BTW I think your suggestion that the SVO Mustang should have been a Capri is brilliant. Not only would there be that mechanical differentiation with the Mustang, the Capri could have used the facelift by 1985 the SVO provided, the Mustang had three front ends by 1985, the Capri had the same 1979 one to the end(handsome as it may be)
Here in South Africa , Ford SA slotted in the 3.0 “Essex” V6 into the Sierra (very popular, i remember certain trip with a college friend where we overcooked it) , but we also put the 5.0 V8 from the Mustang to create the Sierra XR8.
What a perfect few days it’s been on Curbside Classic! Two of my favourite cars featured – first the C33 Nissan Laurel and now the Sierra’s twin sibling!

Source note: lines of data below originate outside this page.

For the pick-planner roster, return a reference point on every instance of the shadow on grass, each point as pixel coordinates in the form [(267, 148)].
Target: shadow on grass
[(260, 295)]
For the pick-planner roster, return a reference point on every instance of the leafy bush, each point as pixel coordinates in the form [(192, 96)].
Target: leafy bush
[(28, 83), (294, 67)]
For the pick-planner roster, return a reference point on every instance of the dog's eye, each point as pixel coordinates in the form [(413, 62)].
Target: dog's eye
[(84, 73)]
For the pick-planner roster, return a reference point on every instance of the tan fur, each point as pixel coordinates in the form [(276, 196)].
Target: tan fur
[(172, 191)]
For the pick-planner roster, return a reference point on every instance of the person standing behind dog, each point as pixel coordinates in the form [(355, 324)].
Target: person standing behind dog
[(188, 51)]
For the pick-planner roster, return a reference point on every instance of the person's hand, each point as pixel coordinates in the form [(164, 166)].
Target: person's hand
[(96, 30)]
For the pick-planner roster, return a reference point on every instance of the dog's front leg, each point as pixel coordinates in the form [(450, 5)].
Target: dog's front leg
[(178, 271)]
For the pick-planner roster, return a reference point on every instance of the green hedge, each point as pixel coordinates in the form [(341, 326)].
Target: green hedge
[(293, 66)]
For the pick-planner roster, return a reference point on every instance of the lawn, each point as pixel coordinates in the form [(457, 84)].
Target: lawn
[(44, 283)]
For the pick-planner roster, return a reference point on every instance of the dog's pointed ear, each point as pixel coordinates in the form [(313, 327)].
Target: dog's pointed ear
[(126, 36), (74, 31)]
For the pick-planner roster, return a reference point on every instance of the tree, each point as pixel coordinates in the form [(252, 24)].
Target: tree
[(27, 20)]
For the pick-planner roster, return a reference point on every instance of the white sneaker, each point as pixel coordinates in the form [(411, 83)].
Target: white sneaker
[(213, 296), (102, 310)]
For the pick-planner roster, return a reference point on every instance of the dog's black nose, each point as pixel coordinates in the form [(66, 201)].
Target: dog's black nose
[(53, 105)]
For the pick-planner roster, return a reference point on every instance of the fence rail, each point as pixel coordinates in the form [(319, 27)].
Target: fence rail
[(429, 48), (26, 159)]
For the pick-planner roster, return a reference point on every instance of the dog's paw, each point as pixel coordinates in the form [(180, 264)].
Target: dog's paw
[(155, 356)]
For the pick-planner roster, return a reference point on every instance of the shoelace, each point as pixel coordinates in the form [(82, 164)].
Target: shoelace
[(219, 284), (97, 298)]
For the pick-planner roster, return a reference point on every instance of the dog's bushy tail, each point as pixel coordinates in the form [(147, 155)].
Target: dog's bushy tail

I haven’t seen an XR4i (the Kiwi version) in the metal for some time, but my magnificent 1989 wagon, with the 148hp Cologne 2.9 V6, is still in regular service and is just back from the supermarket – ignore the power lead, it’s plugged into the battery charger. Also ignore the clearcoat falling off of the the roof and rear sides, it’s the factory paint and clearly Ford didn’t expect it to last this long.
I’m surprised about the XR4Ti’s brakes, as mine has 4-wheel discs and ABS, which are excellent, and which were available on the Euro-spec models from late ’87.
What a great CC-week, and after the Laurel and Sierra/Merkur, the only thing that would make it better would be an article in the next few days on a Jag 420G… 😉
Some said that if Merkur had matured more he could have had better acceptance. If so, do you think the last generation of the European Scorpio would have been successful in the United States and Canada?